BBPA

The British Beer & Pub Association (BBPA) is calling on the government to defer payments of beer duty due on 25th April, relating to beer produced in March when pubs were forced to shut down.

In addition, it is calling for a deferment of beer duty for the whole of the next quarter (April to June) to support the brewing industry.

The trade association says the payments must be deferred as a matter of urgency to provide vital cashflow support to the UK’s 2000-plus brewers.

While the government’s support for British pubs in recent weeks has been welcomed and will go a long way in helping them survive, there has been less support for the breweries that supply pubs and who have seen a huge part of their market wiped out. The relationship between pub and brewer is symbiotic, says the BBPA, and draught beer in particular is unique to pubs, so without one the other suffers.  

With pubs now closed, 70% of the UK beer market is now cut off to brewers and increased sales to supermarkets is not compensating for this loss.

The trade association estimates that 3 million kegs and casks of beer are produced and sold in pubs each month. As the vast majority of beer produced for March can no longer be sold due to the shutting of these pubs, the duty bill due on 25th April, costing approximately £300 million, should be deferred, it says.

With sales of beer in pubs non-existent for the immediate future as well, the rest of the quarter’s duty (April to June) — a total of £750 million when combined with duty for beer sold in March — must also be deferred the BBPA says. This, it claims, will enable brewers to get back on their feet and be ready to supply pubs once the UK is through the Covid-19 crisis.

The BBPA previously called for the cancellation of March’s duty payment, but the Treasury did not take it forward. However, a few brewers were subsequently able to achieve duty deferments with HRMC, but by no means all. This makes a blanket deferral on beer duty payments due on 25th April and the whole of the next quarter even more critical, says the BBPA.

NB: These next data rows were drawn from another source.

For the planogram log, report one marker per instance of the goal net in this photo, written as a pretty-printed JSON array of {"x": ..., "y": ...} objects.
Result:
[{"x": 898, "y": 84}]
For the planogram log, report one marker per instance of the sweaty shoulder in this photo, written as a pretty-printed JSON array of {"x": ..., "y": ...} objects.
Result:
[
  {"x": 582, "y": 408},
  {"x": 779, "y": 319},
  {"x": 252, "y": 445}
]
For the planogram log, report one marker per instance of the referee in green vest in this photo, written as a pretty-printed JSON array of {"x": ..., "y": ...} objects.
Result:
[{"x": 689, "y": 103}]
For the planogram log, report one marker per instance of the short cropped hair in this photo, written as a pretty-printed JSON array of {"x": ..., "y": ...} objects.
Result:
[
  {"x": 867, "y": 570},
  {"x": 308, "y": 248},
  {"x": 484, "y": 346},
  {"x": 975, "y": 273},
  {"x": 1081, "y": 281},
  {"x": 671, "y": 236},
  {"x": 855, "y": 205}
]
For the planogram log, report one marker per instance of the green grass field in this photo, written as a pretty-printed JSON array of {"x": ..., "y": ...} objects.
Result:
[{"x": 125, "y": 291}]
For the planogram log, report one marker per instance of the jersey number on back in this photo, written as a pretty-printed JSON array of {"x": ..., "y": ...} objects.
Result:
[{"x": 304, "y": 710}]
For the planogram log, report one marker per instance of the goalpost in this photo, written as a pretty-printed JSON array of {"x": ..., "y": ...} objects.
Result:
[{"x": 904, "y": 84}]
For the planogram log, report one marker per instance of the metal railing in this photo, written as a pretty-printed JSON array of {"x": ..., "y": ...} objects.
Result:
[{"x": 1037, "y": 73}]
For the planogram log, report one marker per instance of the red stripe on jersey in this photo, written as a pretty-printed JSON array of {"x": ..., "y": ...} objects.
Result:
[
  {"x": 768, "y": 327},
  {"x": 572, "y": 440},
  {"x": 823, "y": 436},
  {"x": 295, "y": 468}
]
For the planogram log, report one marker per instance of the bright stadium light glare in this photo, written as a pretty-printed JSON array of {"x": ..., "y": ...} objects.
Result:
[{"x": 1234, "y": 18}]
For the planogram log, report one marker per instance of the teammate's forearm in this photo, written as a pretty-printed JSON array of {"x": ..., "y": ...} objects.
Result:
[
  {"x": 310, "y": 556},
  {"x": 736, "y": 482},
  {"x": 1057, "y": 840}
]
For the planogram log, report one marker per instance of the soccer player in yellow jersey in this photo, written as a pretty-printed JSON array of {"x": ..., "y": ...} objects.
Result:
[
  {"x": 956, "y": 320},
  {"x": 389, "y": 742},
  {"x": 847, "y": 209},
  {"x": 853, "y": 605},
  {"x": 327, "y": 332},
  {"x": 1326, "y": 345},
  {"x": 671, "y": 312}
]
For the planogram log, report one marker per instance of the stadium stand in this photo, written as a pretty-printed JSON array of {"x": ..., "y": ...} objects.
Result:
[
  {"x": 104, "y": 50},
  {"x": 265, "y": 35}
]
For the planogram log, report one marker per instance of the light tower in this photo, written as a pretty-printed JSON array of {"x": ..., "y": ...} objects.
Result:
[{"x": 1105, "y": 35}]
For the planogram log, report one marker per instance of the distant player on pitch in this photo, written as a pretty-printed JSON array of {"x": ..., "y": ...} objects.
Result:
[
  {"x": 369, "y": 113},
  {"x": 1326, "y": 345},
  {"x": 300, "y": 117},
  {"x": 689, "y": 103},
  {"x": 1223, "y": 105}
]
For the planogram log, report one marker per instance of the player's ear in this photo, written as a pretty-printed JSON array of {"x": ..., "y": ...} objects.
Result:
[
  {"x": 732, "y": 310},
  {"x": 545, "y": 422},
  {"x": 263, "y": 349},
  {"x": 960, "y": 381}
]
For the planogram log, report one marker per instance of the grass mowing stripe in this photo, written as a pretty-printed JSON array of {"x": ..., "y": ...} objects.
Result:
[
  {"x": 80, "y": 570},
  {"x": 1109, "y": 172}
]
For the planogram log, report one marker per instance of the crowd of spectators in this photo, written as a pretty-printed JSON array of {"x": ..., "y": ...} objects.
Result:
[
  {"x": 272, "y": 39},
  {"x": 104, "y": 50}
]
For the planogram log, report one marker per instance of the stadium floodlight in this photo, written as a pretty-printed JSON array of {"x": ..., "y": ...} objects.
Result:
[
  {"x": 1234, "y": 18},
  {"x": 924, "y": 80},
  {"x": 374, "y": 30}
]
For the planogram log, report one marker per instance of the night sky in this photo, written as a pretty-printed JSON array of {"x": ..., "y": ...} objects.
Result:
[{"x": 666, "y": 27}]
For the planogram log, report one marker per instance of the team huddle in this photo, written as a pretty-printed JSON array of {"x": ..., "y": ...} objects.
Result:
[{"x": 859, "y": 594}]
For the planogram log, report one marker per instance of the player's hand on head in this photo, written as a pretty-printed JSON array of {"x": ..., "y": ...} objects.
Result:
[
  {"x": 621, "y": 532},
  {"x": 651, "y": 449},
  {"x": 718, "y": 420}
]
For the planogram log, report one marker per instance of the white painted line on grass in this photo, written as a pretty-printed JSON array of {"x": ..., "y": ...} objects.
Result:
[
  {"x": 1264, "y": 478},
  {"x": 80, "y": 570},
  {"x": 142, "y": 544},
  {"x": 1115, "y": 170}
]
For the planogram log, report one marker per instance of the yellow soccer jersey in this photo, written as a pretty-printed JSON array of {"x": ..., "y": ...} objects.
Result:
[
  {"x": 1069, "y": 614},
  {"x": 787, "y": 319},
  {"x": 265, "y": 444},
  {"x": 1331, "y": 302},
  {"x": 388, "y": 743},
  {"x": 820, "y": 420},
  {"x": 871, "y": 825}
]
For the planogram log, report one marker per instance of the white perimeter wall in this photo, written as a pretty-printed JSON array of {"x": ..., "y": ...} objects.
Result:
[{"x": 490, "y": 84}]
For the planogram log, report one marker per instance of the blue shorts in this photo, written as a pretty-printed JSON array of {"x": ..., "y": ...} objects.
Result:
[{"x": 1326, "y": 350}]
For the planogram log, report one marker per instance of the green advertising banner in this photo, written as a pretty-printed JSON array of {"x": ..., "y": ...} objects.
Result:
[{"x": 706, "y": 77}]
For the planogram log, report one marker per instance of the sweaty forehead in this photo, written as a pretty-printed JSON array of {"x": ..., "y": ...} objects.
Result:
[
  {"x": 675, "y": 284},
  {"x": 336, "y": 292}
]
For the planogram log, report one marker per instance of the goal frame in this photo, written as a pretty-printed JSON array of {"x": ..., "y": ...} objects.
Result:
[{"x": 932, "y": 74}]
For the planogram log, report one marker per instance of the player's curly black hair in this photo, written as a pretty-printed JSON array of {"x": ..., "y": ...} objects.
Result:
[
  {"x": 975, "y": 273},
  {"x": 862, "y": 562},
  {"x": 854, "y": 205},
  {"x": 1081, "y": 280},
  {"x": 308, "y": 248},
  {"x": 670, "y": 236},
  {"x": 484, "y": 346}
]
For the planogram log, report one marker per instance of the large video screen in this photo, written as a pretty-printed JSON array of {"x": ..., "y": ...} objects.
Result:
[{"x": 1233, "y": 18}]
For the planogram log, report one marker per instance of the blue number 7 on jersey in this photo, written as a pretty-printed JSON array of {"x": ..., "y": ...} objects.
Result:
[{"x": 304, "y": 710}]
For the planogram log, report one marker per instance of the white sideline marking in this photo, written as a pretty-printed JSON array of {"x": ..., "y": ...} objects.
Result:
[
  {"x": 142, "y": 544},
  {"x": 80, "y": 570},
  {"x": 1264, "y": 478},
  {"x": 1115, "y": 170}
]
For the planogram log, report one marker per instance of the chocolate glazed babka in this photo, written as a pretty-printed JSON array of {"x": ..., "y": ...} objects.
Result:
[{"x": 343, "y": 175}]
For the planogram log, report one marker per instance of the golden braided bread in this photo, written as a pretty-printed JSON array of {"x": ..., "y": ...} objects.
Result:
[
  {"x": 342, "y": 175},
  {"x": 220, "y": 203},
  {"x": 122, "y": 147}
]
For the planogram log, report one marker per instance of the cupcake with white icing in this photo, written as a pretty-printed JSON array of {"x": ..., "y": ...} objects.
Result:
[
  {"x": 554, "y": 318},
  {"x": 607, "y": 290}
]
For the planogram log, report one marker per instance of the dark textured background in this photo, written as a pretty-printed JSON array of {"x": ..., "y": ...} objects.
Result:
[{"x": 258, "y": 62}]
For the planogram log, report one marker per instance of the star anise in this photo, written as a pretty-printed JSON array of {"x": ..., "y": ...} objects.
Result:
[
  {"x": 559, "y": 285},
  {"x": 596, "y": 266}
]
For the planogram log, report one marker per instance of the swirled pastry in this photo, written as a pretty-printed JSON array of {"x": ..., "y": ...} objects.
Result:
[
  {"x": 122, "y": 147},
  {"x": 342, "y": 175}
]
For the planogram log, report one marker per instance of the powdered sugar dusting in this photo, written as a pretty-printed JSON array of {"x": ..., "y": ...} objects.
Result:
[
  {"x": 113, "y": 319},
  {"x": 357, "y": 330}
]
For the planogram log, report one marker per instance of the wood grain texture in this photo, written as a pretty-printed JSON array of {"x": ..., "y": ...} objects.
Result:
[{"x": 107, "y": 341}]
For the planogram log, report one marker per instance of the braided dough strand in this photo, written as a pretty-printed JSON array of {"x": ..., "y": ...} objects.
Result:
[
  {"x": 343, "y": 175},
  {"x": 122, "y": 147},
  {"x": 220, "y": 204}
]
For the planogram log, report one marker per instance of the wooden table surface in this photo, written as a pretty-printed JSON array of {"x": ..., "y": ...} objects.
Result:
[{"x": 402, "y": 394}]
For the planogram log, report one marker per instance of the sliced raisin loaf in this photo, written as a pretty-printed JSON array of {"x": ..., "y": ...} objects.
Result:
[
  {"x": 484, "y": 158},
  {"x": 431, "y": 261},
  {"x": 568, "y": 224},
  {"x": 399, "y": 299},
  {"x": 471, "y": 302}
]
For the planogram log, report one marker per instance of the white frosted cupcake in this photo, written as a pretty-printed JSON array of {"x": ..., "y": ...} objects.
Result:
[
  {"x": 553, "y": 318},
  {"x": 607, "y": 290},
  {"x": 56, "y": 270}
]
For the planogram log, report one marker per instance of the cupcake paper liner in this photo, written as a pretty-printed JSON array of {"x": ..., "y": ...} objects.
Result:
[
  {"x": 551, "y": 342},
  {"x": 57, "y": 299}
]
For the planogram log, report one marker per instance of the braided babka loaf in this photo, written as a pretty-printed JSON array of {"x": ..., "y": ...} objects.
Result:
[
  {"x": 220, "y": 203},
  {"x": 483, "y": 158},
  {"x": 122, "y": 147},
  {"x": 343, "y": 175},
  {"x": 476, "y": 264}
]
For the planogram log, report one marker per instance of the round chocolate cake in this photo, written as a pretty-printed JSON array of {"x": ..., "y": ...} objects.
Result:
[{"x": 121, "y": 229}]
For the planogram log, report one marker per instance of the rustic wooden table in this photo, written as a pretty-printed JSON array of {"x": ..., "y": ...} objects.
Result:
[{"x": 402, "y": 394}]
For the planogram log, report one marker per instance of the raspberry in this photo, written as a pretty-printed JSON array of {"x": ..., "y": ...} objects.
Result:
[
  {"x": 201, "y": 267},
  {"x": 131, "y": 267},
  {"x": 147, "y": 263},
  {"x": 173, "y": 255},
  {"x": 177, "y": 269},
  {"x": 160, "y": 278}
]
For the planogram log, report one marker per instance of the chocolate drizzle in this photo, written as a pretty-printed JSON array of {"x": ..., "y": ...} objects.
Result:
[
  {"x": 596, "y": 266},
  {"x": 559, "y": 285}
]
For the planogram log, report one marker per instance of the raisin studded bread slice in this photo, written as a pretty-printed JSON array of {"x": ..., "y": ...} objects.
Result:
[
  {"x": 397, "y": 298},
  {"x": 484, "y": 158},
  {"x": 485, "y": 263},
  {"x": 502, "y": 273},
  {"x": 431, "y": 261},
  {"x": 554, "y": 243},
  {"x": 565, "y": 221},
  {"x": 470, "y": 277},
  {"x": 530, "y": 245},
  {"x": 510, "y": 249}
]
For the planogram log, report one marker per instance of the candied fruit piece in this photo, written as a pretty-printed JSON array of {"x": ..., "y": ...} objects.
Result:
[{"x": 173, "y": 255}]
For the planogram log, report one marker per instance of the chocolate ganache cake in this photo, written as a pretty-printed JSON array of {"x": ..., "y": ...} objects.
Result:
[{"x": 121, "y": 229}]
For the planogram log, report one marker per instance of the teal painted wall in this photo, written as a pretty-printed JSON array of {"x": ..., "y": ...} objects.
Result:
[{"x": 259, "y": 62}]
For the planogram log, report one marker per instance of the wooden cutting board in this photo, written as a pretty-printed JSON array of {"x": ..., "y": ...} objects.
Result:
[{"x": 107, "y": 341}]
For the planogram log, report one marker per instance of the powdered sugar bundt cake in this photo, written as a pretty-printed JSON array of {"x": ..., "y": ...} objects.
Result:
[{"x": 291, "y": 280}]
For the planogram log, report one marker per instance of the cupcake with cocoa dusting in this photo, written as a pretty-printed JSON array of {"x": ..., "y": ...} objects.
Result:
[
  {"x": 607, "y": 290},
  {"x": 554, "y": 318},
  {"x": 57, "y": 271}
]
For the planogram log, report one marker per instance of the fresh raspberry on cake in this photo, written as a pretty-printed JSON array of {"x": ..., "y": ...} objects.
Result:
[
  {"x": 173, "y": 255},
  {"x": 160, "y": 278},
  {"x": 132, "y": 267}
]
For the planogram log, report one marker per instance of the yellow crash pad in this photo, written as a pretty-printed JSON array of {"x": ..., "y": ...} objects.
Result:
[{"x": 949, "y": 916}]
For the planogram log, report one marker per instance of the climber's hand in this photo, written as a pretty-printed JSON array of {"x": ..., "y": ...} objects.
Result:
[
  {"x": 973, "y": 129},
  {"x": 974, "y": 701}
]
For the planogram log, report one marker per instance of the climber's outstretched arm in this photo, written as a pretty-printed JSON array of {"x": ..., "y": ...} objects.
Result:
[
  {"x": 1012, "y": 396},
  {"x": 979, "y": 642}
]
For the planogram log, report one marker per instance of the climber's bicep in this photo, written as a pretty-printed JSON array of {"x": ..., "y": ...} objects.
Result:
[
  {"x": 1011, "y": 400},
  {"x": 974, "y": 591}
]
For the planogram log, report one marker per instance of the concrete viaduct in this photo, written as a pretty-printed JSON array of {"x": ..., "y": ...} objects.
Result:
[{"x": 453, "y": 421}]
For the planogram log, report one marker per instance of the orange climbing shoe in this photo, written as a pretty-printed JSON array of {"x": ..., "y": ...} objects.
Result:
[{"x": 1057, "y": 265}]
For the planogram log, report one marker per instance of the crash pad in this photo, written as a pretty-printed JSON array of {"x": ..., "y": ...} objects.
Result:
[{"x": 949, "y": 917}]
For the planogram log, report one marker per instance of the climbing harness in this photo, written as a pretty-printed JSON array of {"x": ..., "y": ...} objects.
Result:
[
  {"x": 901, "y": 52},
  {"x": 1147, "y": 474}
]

BBPA chief executive, Emma McClarkin, said: “The UK government has rightly announced various measures to help our sector, which we warmly welcome. However, with pubs being forced to close overnight, 70% of the UK’s beer market by value has been shut off, devastating breweries across the UK. Sales of beer in off licenses and supermarkets simply cannot make that gap up.

“The Chancellor has said he will do ‘whatever it takes’ — for brewers this means an immediate deferment of the April beer duty payment for beer produced in March, and a deferment for the whole of the next of the quarter too.”